Hello Gerd,
first of all thank you for doing a first review of the code.
Please find my comments below.
Am 02.06.2014 20:20, schrieb Gert Doering:
Hi Holger,
sorry for drag this so long. I'm not trying to stare into this, but
can't really say "this is correct" or "violating specs", lacking the
NTLM auth background.
Is this used - and thus tested - by you only, or is it used by UTM
customers? (This would give us confidence that it's tested by a larger
user base, and those tend to uncover issues :-) ).
Well, I thought I let it pass through the review process of the group
first before pushing it to customers.
But if it would help the review we could do it the other way
round and give it to customers first.
No problem.
Can you explain which of these changes actually fix the "not working"
bits, and which are just "make the code less ugly"?
Roughly: The changes in ntlm.c (PATCH 1) belong to "fix the not
working", and all
other files (PATCH 2) are related to "improve code and configuration".
More questions and some comments on style intermixed below...
On Wed, Apr 16, 2014 at 12:48:36PM +0200, Holger Kummert wrote:
* Force conversion to UTF-16 of username and domain if server requires UTF-16.
* Rewrite conversion function to cleanly convert UTF-8 to UTF-16.
* Fix bug in length computation in NTLMv2-code.
* Architecture independent access to NTLM NegotiateFlags.
Signed-off-by: Holger Kummert <holger.kumm...@sophos.com>
---
src/openvpn/ntlm.c | 156 +++++++++++++++++++++++++++++++++++++++++++++--------
1 file changed, 134 insertions(+), 22 deletions(-)
diff --git a/src/openvpn/ntlm.c b/src/openvpn/ntlm.c
index 3390bdd..ed1e1a8 100644
--- a/src/openvpn/ntlm.c
+++ b/src/openvpn/ntlm.c
@@ -56,6 +56,11 @@
#endif
+#define NTLM_NEGOTIATE_UNICODE (1<<0)
+#define NTLM_NEGOTIATE_OEM (1<<1)
+#define NTLM_NEGOTIATE_NTLM2_KEY (1<<19)
+#define NTLM_NEGOTIATE_TARGET_INFO (1<<23)
+
static void
@@ -79,8 +84,10 @@ gen_md4_hash (const char* data, int data_len, char *result)
const md_kt_t *md4_kt = md_kt_get("MD4");
char md[MD4_DIGEST_LENGTH];
- md_full(md4_kt, data, data_len, md);
- memcpy (result, md, MD4_DIGEST_LENGTH);
+ if (data_len >= 0) {
+ md_full(md4_kt, data, data_len, md);
+ memcpy (result, md, MD4_DIGEST_LENGTH);
+ }
}
Can data_len be < 0 in any reasonable circumstances?

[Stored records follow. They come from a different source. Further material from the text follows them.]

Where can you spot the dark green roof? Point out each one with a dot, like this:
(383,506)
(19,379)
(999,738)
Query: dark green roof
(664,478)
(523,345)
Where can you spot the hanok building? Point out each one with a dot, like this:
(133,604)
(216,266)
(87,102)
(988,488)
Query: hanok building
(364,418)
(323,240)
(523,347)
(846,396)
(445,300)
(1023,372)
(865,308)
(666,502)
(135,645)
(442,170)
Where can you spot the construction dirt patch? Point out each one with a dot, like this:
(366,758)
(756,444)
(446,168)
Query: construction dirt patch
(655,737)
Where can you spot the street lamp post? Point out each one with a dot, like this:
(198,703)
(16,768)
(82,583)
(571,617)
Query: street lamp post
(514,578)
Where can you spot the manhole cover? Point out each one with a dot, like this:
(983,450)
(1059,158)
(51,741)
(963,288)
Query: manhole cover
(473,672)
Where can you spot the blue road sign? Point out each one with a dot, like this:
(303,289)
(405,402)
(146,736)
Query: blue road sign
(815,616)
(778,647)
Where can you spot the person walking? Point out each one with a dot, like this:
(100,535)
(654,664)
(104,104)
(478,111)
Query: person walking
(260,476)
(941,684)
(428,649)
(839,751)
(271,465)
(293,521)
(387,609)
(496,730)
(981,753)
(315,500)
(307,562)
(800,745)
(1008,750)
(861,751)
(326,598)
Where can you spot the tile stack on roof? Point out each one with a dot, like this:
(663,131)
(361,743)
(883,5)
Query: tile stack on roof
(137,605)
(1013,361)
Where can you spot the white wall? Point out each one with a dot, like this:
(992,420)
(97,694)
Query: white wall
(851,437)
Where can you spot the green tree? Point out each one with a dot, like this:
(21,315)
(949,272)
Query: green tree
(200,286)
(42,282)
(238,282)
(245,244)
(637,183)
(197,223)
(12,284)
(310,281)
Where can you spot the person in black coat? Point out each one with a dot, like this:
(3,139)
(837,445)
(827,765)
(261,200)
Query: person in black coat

If not, I'd rather have an "ASSERT(data_len>=0)" here - it would be a
calling convention violation, and just silently not doing anything is
not how OpenVPN usually handles this (as it might lead to interesting
effects later on, "result" being uninitialized). Better crash with a
clear message pointing to this line of code in that case.
Unfortunately it could be that 'data_len' <= 0 because it's the result of
utf8_to_utf16LE() which returns -1 in case of a conversion error.
static void
@@ -140,18 +147,89 @@ unsigned char *my_strupr(unsigned char *str)
}
static int
-unicodize (char *dst, const char *src)
+utf8_to_utf16LE (unsigned char *dst, int dst_len, unsigned char *src)
{
- /* not really unicode... */
- int i = 0;
- do
+ /* Convert UTF-8 to UTF-16 little endian
+ *
+ * http://clang.llvm.org/doxygen/ConvertUTF_8c_source.html
+ */
I can see why you would want to change this :-) - for clarification, is
this a true bug in the code, preventing correct operation (... for user
names / passwords with non-7bit characters in them), or is this just
unrelated improvement?
This change/function is important because it provides a correct
conversion of non-7bit-characters which are assumed to have utf-8
encoding.
The previous simpler function worked only for 7bit ascii characters.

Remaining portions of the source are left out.